Michal’in zorluğun ciddiyetini vurgulamak için sunduğu benzetme, modern bir aracın 80 ECU’suna kıyasla telefonun tek CPU’sunun korunmasıydı. “Telefonun bir CPU’su var. Yani tek bir kontrol gücü. Ama bugün bahsettiğimiz araca baktığınızda kendi aralarında haberleşen 80 ECU var. Bu nedenle araç sorunlara, hatalara ve hacklenmeye açıktır. Çok ama çok dikkatli olmamız, bu sorunları hızlı bir şekilde tespit edebilmemiz ve güvenlik açığını bulur bulmaz düzeltip değiştirebilmemiz gerekiyor.”

Otomotiv tedarik zincirini nasıl güvence altına alırız?

Geçmişte belirli bir araca odaklanan ürün geliştirme ekiplerinin BT’ye danışmadan kendi teknolojilerini geliştirmeleri yaygındı. Ancak OTA ilerledikçe bu ekipler arasında hiçbir zaman etkileşime girmeyen ortak zemin oluşuyor.

Araçların gelecekte güncel kalmasını sağlamak için araca bir bileşenin, diğerinin ise BT ile birlikte kurulması gerekiyordu ve ikisi de verileri bulutta paylaşıyordu. “Yani araç ile veri merkezi, araç ile bulut arasında daha sıkı bir bağlantı var. Bu, birçok fırsatın yanı sıra farklı düşünce süreçlerini de beraberinde getirdi” diye devam etti Michal.

Bir adım daha ileri giderek OTA teknolojisinin başarısı, şirketlerin bu teknolojinin bir sonraki adımı hakkında düşünmesine olanak tanıyor. OTA’yı konuşlandırılmış araçları güncellemenin veya filoları yönetmenin bir yolu olarak düşünmek yerine, OEM’ler eve daha yakın bakıyor, üretim tesislerine kablosuz güncellemeler yayıyor, böylece en son sürümler hala kullanımdayken araca girebiliyor. montaj hattı.

Önemli kariyer çıkarımları

Başarılı organizasyonları büyütmenin anahtarının ne olacağını hissettiğini tartışan Michal, iki temel konuyu ele aldı: çeşitlilik ve profesyonellik.

Kısa bir süre önce iki şirketle daha toplantı yaptı ve görüşmeyi yürüten yöneticilerin tamamı kadındı. Bu deneyim, son yıllarda ölçülebilir bir başarı elde edildiğini gösterdi. Ona göre, liderlik pozisyonlarında ne kadar çok kadın ve azınlık varsa, şirketler içinde müşterilerini yansıtan temsil de o kadar iyi olur. Ekiplerin hem eski hem de yeni ortaya çıkan zorluklara karşı farklı bakış açıları kazanmasını sağlayacak.

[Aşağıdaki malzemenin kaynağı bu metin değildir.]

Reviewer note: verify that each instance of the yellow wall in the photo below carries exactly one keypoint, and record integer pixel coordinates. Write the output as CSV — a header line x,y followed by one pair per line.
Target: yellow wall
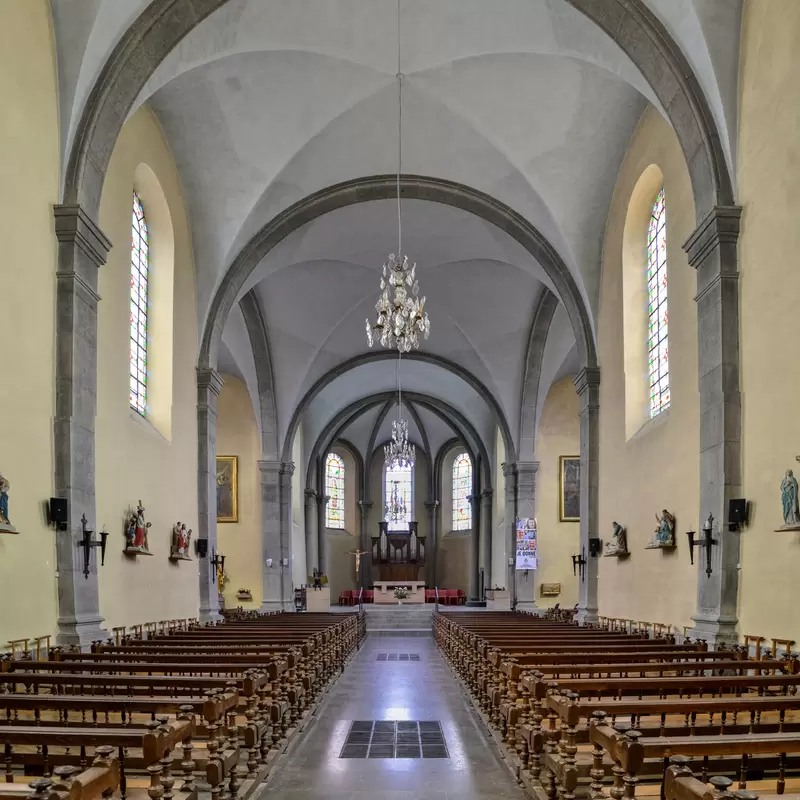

Profesyonelliğe gelince, bu her zaman öğrenmeyi içerir. Siber güvenlik dünyası her zaman gelişiyor ve değişiyor; en son teknolojilerden haberdar olmak kritik önem taşıyor. Aynı zamanda deneyimlerden ve birbirlerinden öğrenmekle de ilgilidir.

Bunlar otomotiv, siber güvenlik ve OTA sektörlerinin geleceğini şekillendirmek için gereken zihniyeti yaratacak.